- Global stocks tumbled Monday after last week’s ugly close on Wall Street, when the Dow lost almost 1,000 points.
- Concerns over strict new COVID-19 measures in Beijing drove Asian equities and oil prices lower.
- Investors are nervous about the possibility of disappointing Big Tech earnings results this week.
US futures tumbled Monday alongside sharp falls for stocks around the world, as investors fretted about risks to economic growth from more-aggressive central bank policy and China extended lockdowns to Beijing.
Futures on the Dow Jones were down almost 1%, or 333 points, as of 5:20 a.m. ET, and S&P 500 futures fell 1%. Meanwhile, Nasdaq futures dropped 0.9%, suggesting a lower start to trading later in the day. The S&P 500 is down nearly 6% since the end of March.
The indicated declines follows a slide in US equities Friday, when the Dow notched its worst day since October 2020 to drop 981 points.
Investors are worried the Federal Reserve’s pace of interest-rate rises could tip the economy into a, after its Chair Jerome Powell said a 50-basis-point hike is on the table at its May 3-4 meeting.
“His remarks led markets to further scale up the likely pace of Fed tightening, leaving futures priced for an almost 100% chance of 50-basis-point rate hikes at the next three meetings in May, June, and July,” UBS strategists said in a Monday note.
Expectations for the fed fund futures rate have risen from 2.47% to 2.83% in the last week, above the Fed’s estimate of neutral.
Policymakers at the European Central Bank, the Bank of England and elsewhere have echoed Powell in signaling more tightening may be needed to tackle inflation.

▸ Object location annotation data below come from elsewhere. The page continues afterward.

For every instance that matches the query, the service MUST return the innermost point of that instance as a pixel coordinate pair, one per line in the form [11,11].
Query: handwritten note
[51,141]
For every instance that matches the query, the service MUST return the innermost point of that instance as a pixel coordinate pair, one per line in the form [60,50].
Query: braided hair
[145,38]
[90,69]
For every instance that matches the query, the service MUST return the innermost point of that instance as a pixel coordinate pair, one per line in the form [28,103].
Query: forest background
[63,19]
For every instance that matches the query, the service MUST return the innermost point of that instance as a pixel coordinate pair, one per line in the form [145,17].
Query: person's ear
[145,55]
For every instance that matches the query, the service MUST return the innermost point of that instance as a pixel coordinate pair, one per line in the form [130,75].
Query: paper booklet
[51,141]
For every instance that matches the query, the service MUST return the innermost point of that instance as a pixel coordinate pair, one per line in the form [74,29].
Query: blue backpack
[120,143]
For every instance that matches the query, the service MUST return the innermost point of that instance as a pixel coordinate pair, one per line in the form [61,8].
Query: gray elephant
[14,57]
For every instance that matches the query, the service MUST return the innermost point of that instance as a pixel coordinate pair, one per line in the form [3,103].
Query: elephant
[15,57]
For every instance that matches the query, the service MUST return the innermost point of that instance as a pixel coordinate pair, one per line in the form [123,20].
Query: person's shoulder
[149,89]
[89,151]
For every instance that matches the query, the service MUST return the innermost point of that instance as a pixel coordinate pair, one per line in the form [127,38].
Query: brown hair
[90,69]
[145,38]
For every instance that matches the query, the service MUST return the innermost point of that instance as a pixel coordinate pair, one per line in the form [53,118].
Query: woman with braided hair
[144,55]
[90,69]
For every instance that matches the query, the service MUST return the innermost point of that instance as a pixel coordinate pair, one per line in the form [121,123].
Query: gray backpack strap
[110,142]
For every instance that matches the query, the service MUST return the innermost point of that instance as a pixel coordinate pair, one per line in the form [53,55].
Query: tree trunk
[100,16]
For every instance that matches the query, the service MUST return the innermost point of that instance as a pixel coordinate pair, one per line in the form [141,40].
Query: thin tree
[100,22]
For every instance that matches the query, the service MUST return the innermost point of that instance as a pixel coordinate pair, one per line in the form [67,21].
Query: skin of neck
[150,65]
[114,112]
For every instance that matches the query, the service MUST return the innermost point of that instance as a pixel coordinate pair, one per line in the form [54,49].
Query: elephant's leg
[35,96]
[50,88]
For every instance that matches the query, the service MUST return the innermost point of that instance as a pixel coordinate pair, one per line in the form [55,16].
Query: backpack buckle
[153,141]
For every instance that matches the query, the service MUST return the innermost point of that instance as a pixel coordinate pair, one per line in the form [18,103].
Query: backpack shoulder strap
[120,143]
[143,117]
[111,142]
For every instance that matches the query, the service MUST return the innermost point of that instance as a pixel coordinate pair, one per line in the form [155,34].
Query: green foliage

After some positive US earnings results last week, investors are nervous about the performance of mega-cap tech giants and the latest inflation reading on Friday. Big Tech names including Microsoft, Apple, Meta, Alphabet, Twitter, and Amazon are due to report quarterly earnings this week.
About 20% of S&P 500 companies have reported so far, with 80% beating forecasts, according to FactSet data. But Netflix shares lost one-third of their value after its high-profile earnings disappointment.
Sentiment toward stocks appears gloomy, as $15.21 billion flowed out of global equity funds in the week to April 20, Reuters reported. That’s the biggest weekly outflow since December 15.
The risk-off sentiment extended to Asia, where equities fell steeply as Chinese authorities signalled Beijing could face stringent mobility restrictions, and as a coronavirus outbreak in Shanghai worsened.
“As cases erupt in Beijing, there is concern that prolonged lockdowns will hit employment and lead to a sharp slowdown in growth as well as sparking fresh shipping logjams and supply chain issues,” Susannah Streeter, senior investment analyst at Hargreaves Lansdown, said.
In Europe, stocks fell as investors braced for a drop in Chinese exports to key consumer markets and tighter monetary policy. Emmanuel Macron’s re-election as French president, seen as a reassuring sign of stability amid growing geopolitical anxiety, capped further losses in the region.
Russia’s assault on Ukraine shows no signs of subsiding, as its attack in the east of the country continued over the weekend, with two missiles striking the port city of Odesa.
Oil prices slid, dragged down by concerns China’s lockdowns would hit demand and by an expected US supply slowdown after inventories fell.